My data consists of a mix of continuous and categorical features. Below is a small snippet of how my data looks like in the csv format (Consider it as data collected by a super store chain that operates stores in different cities)
city,avg_income_in_city,population,square_feet_of_store_area, store_type ,avg_revenue
NY ,54504 , 3506908 ,3006 ,INDOOR , 8000091
CH ,44504 , 2505901 ,4098 ,INDOOR , 4000091
HS ,50134 , 3206911 ,1800 ,KIOSK , 7004567
NY ,54504 , 3506908 ,1000 ,KIOSK , 2000091
Her you can see that avg_income_in_city, square_feet_of_store_area and avg_revenue are continuous values where as city,store_type etc are categorical classes (and few more which I have not shown here to maintain the brevity of the data).

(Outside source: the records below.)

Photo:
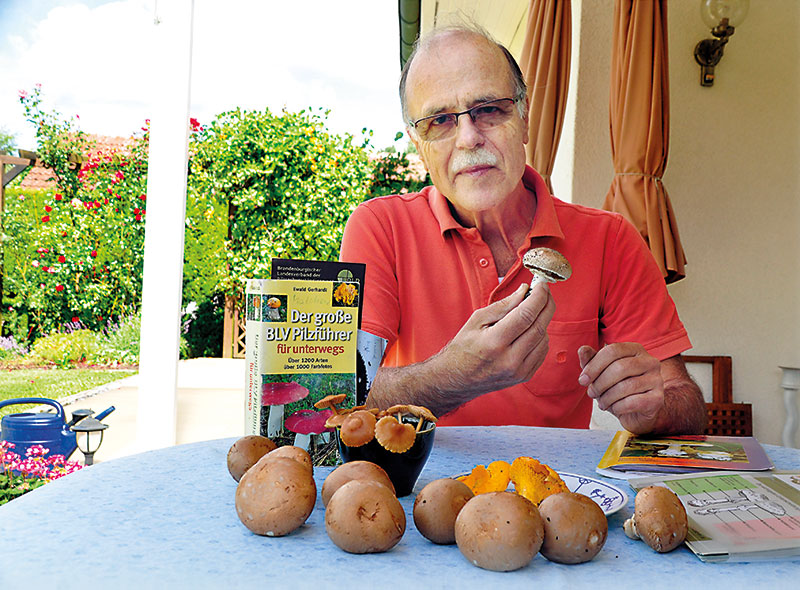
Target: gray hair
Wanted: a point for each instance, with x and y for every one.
(427, 40)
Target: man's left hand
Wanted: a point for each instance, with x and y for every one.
(626, 381)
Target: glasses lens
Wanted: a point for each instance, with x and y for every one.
(436, 127)
(492, 113)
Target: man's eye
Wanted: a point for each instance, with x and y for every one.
(440, 120)
(484, 110)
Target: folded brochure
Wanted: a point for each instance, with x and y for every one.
(737, 516)
(684, 454)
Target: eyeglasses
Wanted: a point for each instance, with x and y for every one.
(485, 116)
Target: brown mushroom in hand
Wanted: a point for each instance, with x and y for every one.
(546, 266)
(659, 519)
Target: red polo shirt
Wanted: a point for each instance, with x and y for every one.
(426, 274)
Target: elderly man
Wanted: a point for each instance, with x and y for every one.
(445, 285)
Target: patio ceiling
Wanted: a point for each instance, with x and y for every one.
(505, 20)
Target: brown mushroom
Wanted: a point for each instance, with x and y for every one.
(659, 519)
(546, 265)
(499, 531)
(245, 452)
(358, 428)
(436, 507)
(364, 516)
(393, 435)
(350, 471)
(575, 527)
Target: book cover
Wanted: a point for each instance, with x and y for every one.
(300, 347)
(684, 454)
(370, 348)
(737, 516)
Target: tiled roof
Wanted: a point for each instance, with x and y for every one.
(40, 177)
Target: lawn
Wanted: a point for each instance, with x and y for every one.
(52, 383)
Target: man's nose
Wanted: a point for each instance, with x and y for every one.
(468, 135)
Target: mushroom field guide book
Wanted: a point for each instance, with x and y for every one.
(300, 347)
(737, 516)
(682, 454)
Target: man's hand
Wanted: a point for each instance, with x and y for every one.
(647, 395)
(500, 345)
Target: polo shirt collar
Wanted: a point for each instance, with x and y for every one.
(545, 221)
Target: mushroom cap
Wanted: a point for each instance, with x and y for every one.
(308, 421)
(358, 428)
(364, 516)
(330, 401)
(353, 470)
(660, 518)
(548, 263)
(499, 531)
(246, 452)
(436, 507)
(275, 496)
(575, 527)
(394, 436)
(279, 394)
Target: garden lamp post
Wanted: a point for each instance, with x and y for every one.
(89, 433)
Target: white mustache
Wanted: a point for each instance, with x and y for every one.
(476, 157)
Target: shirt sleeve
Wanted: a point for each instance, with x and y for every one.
(369, 240)
(636, 305)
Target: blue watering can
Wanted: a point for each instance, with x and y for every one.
(49, 430)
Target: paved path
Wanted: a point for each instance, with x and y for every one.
(210, 406)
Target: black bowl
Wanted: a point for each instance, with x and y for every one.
(402, 468)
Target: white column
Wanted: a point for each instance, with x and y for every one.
(156, 422)
(790, 384)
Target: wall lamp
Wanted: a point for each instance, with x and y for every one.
(721, 16)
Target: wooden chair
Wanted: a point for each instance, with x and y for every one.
(724, 416)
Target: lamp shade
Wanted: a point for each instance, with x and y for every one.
(714, 11)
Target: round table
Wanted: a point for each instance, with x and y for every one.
(166, 519)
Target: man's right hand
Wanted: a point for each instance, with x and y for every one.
(500, 345)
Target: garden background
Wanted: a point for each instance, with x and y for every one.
(260, 184)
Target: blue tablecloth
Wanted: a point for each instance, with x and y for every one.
(166, 519)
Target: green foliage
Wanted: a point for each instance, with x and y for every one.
(64, 348)
(8, 142)
(74, 254)
(286, 184)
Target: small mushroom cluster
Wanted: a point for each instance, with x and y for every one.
(503, 531)
(395, 428)
(276, 494)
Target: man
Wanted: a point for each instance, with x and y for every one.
(445, 285)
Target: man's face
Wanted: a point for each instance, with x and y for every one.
(476, 170)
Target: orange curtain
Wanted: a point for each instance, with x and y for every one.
(545, 64)
(639, 119)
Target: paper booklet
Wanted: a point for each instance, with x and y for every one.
(300, 342)
(737, 516)
(682, 454)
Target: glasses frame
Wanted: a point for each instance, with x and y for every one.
(468, 111)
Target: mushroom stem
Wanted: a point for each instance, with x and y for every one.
(275, 421)
(302, 441)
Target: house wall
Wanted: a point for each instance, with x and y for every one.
(733, 179)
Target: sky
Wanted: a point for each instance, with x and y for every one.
(93, 58)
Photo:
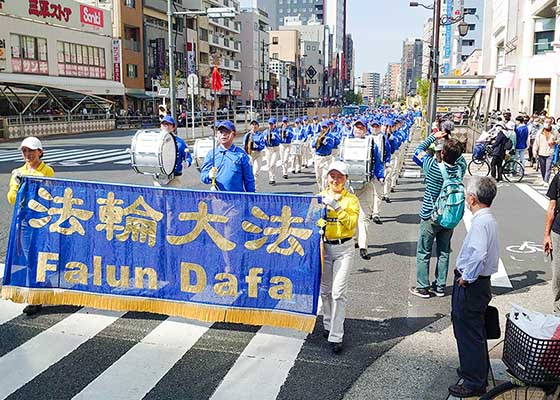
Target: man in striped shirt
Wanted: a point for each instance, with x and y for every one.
(455, 165)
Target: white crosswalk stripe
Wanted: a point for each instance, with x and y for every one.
(56, 157)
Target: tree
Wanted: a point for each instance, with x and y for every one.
(423, 89)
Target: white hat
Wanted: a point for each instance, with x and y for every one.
(32, 143)
(340, 166)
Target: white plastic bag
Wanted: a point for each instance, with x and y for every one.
(535, 324)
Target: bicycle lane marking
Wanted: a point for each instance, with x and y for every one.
(500, 278)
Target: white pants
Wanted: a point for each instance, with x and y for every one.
(321, 169)
(334, 281)
(365, 196)
(256, 163)
(285, 157)
(377, 191)
(271, 159)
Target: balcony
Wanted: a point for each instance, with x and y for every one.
(224, 24)
(225, 43)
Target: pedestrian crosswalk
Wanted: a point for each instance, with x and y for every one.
(73, 156)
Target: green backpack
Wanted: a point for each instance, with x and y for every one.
(449, 207)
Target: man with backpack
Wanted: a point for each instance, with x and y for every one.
(442, 209)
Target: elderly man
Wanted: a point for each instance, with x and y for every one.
(228, 168)
(476, 262)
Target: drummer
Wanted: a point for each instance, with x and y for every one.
(299, 147)
(254, 146)
(228, 168)
(286, 137)
(366, 193)
(168, 125)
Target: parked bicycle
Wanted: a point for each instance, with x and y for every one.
(533, 366)
(512, 171)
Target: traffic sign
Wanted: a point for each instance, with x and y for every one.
(311, 72)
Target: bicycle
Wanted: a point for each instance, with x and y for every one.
(512, 170)
(533, 366)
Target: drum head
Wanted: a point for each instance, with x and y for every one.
(168, 154)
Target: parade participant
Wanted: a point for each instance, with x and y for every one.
(32, 152)
(365, 194)
(379, 140)
(286, 137)
(272, 143)
(299, 141)
(229, 167)
(254, 145)
(183, 155)
(455, 166)
(476, 262)
(322, 145)
(342, 217)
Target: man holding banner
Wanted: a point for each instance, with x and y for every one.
(229, 167)
(343, 209)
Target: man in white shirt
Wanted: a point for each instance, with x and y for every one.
(476, 262)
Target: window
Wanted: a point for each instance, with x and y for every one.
(132, 70)
(544, 35)
(29, 54)
(81, 61)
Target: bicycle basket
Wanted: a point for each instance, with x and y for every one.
(533, 361)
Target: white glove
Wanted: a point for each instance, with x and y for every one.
(329, 201)
(17, 176)
(213, 172)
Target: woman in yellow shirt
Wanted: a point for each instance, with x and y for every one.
(342, 218)
(32, 151)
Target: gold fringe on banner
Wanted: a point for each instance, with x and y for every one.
(200, 312)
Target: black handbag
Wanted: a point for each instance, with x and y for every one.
(492, 322)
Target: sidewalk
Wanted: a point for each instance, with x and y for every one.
(422, 366)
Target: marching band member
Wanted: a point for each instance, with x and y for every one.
(183, 155)
(366, 193)
(32, 152)
(254, 145)
(286, 136)
(300, 137)
(229, 167)
(272, 143)
(342, 217)
(379, 140)
(322, 145)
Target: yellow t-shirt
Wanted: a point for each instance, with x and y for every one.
(42, 170)
(342, 224)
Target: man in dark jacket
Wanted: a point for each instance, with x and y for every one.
(498, 154)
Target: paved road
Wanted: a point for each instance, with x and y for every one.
(67, 352)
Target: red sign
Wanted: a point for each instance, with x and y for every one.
(91, 16)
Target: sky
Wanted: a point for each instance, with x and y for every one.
(379, 27)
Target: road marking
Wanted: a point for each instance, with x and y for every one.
(27, 361)
(270, 356)
(143, 366)
(533, 194)
(500, 278)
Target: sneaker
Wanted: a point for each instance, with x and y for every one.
(424, 293)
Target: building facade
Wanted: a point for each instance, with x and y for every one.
(521, 48)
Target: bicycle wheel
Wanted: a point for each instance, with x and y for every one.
(513, 171)
(510, 391)
(479, 168)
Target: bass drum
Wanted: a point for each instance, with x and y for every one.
(201, 148)
(357, 153)
(153, 152)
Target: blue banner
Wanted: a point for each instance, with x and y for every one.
(212, 256)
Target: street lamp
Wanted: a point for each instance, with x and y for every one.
(439, 20)
(215, 12)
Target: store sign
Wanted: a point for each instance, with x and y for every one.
(91, 16)
(116, 51)
(66, 13)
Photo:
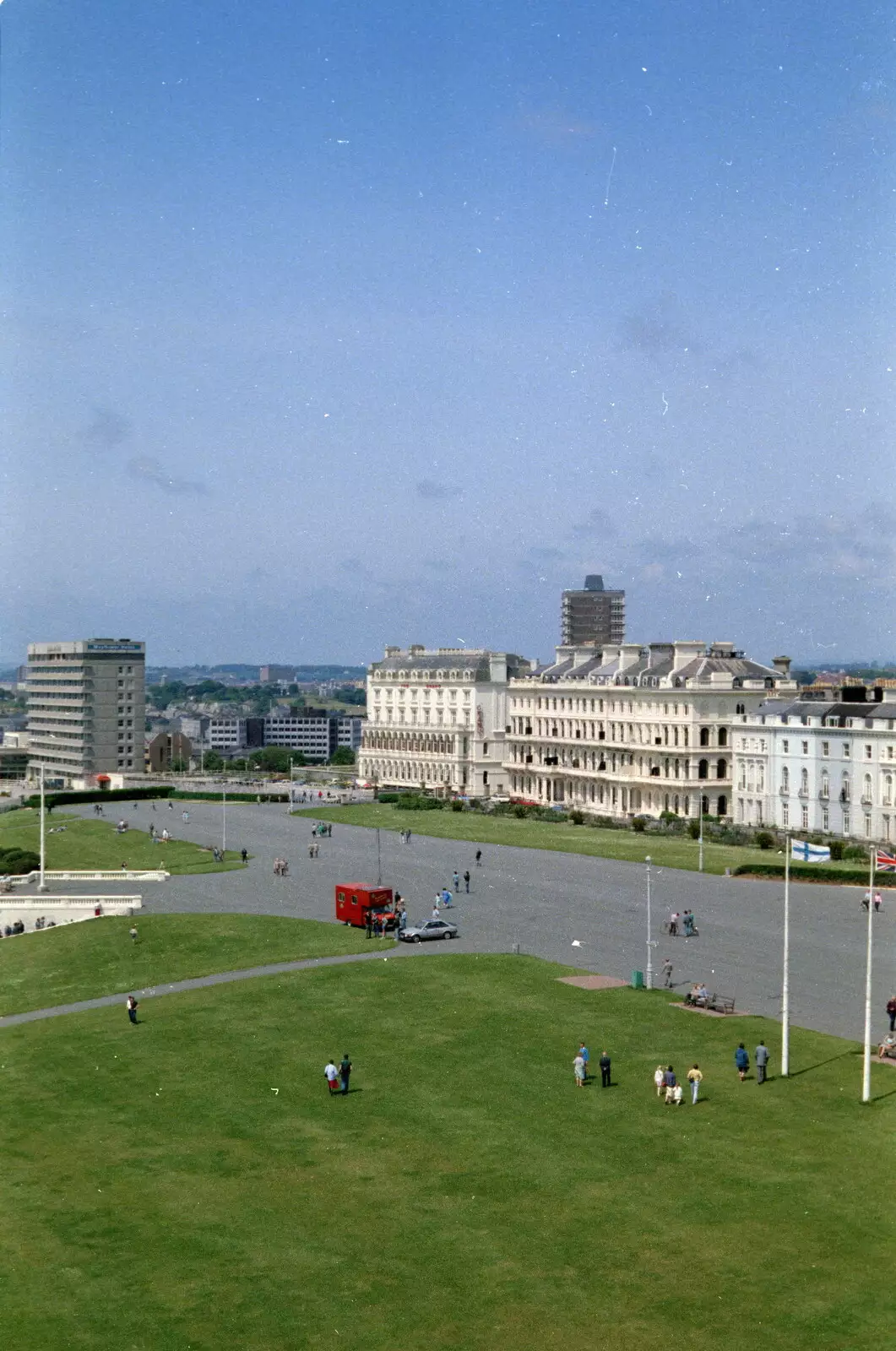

I wish to model the data in order to predict the revenue. The question is how to 'Discretizate' the continuous values using sklearn? Does sklearn provide any "readymade" class/method for Discretization of the continuous values? (like we have in Orange e.g Orange.Preprocessor_discretize(data, method=orange.EntropyDiscretization())
Thanks !
The answer is no. There is no binning in scikit-learn. As eickenberg said, you might want to use np.histogram. Features in scikit-learn are assumed to be continuous, not discrete. The main reason why there is no binning is probably that most of sklearn is developed on text, image featuers or dataset from the scientific community. In these settings, binning is rarely helpful. Do you know of a freely available dataset where binning is really beneficial?